A cidade que "morreu" sufocada pela crise angolana

Novo JornalPublicado 18/08/2016 8:58:00

De uma facturação mensal de 500 milhões de dólares para uma espiral de negócios falidos, a cidade de Oshikango, na fronteira com a Namíbia, tornou-se o novo espelho da crise que Angola atravessa, bem reflectida na própria condição dos comerciantes angolanos. Antes donos de lojas, hoje obrigados a desenrascar sustento na venda de rua.

Foto: The Namibian

Com um câmbio cada vez mais desfavorável - em Dezembro do ano passado 8,7 kwanzas eram suficientes para conseguir um dólar namibiano, agora são necessários 12,29 kwanzas -, fazer compras na cidade de Oshikango, na fronteira com a Namíbia, deixou de ser apetecível para os consumidores angolanos.

O efeito está à vista: O local que há 10 anos facturava 500 milhões de dólares por mês tornou-se uma espécie de território infértil para os negócios, dominado por uma série de lojas fechadas.

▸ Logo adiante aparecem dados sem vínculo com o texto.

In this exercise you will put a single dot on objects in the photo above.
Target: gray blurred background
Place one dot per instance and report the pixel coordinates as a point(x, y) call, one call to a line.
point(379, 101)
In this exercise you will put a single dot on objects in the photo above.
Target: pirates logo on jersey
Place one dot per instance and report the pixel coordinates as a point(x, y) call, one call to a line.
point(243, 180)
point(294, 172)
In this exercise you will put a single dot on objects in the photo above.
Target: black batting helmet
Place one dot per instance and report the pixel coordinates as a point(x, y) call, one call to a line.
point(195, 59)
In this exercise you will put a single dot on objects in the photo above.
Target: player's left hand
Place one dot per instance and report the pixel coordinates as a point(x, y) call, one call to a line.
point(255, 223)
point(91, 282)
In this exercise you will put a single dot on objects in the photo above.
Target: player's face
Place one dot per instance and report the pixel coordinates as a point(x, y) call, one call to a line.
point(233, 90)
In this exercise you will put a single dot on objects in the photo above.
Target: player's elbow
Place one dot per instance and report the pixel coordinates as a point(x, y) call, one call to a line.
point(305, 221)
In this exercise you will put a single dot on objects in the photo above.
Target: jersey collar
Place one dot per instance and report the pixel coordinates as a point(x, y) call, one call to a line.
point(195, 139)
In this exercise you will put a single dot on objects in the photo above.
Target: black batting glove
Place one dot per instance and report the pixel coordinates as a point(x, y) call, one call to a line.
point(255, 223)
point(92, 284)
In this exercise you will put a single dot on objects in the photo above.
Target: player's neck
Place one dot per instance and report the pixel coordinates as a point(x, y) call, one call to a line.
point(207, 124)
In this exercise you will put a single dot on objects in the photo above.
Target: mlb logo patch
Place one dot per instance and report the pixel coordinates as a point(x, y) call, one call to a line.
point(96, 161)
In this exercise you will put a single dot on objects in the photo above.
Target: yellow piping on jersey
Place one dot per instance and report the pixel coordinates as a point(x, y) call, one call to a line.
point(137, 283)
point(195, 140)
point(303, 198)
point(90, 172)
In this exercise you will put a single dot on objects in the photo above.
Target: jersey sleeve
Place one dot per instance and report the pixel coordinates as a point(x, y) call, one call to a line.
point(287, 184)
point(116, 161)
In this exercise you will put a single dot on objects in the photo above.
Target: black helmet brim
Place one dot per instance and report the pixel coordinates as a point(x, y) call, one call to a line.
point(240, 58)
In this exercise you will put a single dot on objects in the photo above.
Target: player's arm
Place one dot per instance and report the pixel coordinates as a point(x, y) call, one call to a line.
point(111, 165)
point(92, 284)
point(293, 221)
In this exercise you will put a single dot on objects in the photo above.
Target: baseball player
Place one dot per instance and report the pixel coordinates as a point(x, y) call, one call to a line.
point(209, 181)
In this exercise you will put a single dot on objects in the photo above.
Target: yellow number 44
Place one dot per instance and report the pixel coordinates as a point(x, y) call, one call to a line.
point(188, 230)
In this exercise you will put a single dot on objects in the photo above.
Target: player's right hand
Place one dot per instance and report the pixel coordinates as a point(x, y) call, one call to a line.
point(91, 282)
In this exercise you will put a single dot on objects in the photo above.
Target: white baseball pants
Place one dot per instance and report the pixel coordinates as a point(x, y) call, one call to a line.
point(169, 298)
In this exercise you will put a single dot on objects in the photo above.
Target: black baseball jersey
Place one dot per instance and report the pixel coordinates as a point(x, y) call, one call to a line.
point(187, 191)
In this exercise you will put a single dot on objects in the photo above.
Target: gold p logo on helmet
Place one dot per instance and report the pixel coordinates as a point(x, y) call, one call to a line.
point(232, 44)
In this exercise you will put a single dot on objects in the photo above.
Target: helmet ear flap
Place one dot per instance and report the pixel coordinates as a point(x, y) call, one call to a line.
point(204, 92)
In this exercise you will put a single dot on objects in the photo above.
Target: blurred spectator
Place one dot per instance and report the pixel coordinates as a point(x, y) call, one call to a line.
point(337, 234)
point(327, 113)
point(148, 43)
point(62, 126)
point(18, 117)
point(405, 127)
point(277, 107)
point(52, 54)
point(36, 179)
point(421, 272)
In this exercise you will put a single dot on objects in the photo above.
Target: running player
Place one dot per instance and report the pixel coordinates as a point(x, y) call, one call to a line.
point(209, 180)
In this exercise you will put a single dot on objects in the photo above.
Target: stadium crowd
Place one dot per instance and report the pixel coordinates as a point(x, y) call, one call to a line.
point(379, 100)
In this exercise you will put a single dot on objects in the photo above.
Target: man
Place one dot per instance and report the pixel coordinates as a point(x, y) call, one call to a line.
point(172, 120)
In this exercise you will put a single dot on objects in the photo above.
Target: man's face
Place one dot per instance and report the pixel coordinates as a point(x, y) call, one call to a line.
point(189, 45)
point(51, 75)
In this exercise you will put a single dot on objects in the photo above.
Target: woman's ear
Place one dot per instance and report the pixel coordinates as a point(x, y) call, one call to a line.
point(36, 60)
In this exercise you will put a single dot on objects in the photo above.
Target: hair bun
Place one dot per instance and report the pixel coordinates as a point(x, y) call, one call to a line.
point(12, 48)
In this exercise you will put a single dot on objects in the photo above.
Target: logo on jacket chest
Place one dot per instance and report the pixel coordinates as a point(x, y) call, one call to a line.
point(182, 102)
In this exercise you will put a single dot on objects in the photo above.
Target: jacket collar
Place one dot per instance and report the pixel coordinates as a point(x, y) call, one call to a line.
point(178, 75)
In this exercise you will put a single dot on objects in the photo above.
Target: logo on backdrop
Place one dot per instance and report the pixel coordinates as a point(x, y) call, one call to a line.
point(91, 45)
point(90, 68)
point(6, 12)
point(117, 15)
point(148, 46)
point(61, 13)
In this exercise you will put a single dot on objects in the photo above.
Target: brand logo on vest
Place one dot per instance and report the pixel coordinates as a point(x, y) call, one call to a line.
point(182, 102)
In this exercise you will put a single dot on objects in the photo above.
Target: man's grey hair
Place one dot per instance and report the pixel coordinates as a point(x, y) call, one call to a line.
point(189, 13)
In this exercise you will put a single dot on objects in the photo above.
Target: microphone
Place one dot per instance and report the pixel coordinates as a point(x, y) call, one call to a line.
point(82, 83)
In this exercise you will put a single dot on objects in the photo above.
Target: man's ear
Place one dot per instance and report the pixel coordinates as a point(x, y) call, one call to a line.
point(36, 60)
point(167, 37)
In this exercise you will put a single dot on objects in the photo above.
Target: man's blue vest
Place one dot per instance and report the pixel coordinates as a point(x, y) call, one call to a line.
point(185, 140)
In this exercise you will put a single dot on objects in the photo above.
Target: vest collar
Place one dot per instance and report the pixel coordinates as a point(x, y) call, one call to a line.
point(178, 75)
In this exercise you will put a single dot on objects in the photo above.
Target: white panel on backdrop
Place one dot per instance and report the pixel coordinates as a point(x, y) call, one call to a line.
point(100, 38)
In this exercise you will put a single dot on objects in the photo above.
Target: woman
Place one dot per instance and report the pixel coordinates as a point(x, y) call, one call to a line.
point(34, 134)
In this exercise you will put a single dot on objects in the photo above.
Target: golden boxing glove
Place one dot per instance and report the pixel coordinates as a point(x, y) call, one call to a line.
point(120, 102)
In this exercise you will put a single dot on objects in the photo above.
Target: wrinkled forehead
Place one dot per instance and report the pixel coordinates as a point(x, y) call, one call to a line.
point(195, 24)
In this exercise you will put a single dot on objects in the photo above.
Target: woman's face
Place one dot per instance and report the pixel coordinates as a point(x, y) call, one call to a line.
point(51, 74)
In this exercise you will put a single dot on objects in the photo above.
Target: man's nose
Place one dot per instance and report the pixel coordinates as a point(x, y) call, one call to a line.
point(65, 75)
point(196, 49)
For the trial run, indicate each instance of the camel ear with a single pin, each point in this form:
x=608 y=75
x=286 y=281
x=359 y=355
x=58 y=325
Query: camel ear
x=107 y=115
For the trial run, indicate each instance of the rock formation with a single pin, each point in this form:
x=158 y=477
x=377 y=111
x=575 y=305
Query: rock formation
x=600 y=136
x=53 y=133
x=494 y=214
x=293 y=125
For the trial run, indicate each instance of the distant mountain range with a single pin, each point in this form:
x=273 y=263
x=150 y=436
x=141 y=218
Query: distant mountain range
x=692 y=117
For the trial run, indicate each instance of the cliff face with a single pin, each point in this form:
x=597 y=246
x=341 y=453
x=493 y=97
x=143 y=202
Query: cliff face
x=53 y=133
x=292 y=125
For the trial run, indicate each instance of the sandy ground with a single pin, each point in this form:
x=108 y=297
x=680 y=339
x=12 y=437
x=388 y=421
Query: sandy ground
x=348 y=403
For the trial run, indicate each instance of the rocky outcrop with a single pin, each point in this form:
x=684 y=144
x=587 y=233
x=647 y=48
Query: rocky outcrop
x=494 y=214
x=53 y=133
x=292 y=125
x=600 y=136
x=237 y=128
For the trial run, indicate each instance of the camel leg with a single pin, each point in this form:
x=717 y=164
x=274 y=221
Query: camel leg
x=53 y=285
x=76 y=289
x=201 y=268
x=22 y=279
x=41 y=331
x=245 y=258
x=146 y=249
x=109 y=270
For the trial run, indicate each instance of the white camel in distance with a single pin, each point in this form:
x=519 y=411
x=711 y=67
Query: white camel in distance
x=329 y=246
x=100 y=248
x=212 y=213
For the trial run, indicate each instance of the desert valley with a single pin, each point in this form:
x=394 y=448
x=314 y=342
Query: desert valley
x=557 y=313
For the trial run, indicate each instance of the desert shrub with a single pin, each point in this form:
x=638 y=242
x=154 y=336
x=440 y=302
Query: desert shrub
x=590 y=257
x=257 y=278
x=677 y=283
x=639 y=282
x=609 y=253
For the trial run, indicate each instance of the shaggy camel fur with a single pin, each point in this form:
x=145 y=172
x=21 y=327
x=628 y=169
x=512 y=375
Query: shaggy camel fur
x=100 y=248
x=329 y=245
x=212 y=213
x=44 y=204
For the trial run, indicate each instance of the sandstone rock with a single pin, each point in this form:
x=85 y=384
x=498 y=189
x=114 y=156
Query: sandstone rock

"A situação é de tal forma desesperante que cada angolano que se encontra está a vender tomate, cana-de-açúcar, ananás ou qualquer outra fruta, de forma a obter dólares namibianos, que são uma moeda mais forte [do que o kwanza]", reporta o diário The Namibian, lembrando que, até há pouco tempo, os angolanos eram não apenas os principais clientes, mas também, proprietários de lojas.

Agora, angolanos e namibianos, todos tentam sobreviver.

Mas as contas estão cada vez mais difíceis, revela um namibiano que se dedica ao transporte de vegetais, mobílias e outros bens. Hoje com ganhos máximos de cerca de 15 dólares, quando nos tempos áureos facturava cinco vezes mais, Max Jonas não modera o dramatismo: "Oshikango morreu", diz.

A declaração de óbito comprova-se por uma vaga de desemprego, que na semana passada levou a Câmara de Comércio e Indústria local a anunciar o despedimento de 120 funcionários da empresa International Commercial, cenário que se repete um pouco por toda a cidade.

Afinal, conforme explicam os poucos comerciantes da cidade fronteiriça que ainda resistem à derrocada, "os namibianos não são muito gastadores", deixando os negócios quase totalmente dependentes do consumismo angolano.